Carbohydrates have always been given a bad reputation. Ever since the rise of diet programs, misconceptions from various sources about how our bodies process particular nutrients has pointed the blame at carbohydrates for weight gain.
Although the misconceptions are quite broad, we are not going to focus on the negatives, rather, we will discuss how the body works to use carbohydrates as fuel, and why it is essential in your diet - especially as an athlete.
Carbs Are Essential
The idea that you should avoid carbohydrates because they cause weight gain or they are not needed for muscle growth is an idea that has confused exercise professionals for generations.
Carbohydrates are completely essential in your diet as they provide the bulk of your calories and, most importantly, provide fiber and glycogen.
The Role of Fiber in Weight Loss and Strength Development
Dietary fiber plays one of the largest roles in your weight loss goals. Research shows that the amount of fiber you obtain through your diet is directly correlated to the amount of weight you lose.
In addition to weight loss, fiber also plays a large role in strength. A 2013 meta-analysis clearly documents the wide variety of health benefits above the usual body weight control of fiber - one of which included the ability to assist in lipid oxidation.
Although this process is not a direct element involved in the events of muscle development, increased lipid oxidation can lead to better utilization of fat and, in turn, greater strength output.
Carb Provide Glycogen
The second and some would say the most important element of carbohydrates prevalence in your diet is the availability of glycogen.
Glycogen, as you may know, is the stored fuel for muscle contractions. It is stored both in the liver and muscle.
Without a carbohydrate-rich diet, your body will lack glycogen and will need to use a different fuel source such as ketones or proteins (through gluconeogenesis) although this is not nearly as effective as glycogen itself.
More glycogen in the muscle means greater strength output, which has been shown in countless clinical settings.
What Carbs Should You Eat?
This is where the misconceptions come back to fruition. Many people view carbohydrates just as foods such as bread, rice and pasta - and although they are correct, the best forms of carbohydrates (in most cases) are the ones that are unprocessed.
By this, we mean fruit, vegetables and whole grains.
The bread and butter of carb intake for early humans. The important concept to remember is that fruit is primarily responsible for restoring liver glycogen - so this may not be as important as vegetables and grain for strength development.
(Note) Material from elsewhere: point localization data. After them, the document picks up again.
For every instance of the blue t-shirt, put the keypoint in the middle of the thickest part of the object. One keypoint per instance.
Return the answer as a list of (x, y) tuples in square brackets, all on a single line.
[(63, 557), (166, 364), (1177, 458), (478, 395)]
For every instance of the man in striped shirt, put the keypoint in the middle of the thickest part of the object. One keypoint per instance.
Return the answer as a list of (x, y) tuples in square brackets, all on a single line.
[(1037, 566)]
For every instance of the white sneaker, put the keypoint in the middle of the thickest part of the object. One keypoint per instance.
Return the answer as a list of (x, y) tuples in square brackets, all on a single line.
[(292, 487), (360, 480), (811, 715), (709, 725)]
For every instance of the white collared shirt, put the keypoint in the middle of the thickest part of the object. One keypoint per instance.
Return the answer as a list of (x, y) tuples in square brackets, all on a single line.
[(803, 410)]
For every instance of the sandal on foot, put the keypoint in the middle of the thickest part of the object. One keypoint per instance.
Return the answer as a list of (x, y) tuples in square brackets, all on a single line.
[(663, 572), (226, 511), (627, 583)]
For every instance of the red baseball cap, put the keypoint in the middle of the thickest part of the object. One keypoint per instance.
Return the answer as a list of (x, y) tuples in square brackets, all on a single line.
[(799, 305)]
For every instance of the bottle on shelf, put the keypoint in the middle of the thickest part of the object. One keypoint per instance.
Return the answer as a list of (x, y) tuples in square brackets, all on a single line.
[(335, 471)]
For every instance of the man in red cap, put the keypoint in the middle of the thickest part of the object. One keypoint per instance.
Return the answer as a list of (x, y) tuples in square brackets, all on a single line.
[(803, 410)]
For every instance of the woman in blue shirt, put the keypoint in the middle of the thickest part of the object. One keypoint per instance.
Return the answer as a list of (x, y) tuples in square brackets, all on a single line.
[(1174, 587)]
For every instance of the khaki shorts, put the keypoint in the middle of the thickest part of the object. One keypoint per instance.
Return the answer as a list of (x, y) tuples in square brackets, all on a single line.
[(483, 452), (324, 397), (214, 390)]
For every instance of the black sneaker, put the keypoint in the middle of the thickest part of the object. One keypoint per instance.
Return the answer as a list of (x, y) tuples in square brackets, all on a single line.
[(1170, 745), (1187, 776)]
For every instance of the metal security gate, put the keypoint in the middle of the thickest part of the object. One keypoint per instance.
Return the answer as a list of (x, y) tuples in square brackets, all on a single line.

If possible, this is where you should eat the bulk of your calories. Vegetables are high in carbohydrates, fiber, micronutrients and some (broccoli, spinach) even contain more protein (per calorie) than animal sources.
The king of carbohydrates for muscle development will always come in the form of rich, dark, unprocessed grains. Rye, buckwheat and sprouted grains should be your go-to as they are plentiful in fiber, protein and some offer a wide variety of amino acids for muscle development.
See, carbs aren't so bad once you understand what they are and how they work.
Consume the right carbs and enjoy the benefits of increased energy and faster recovery from training sessions.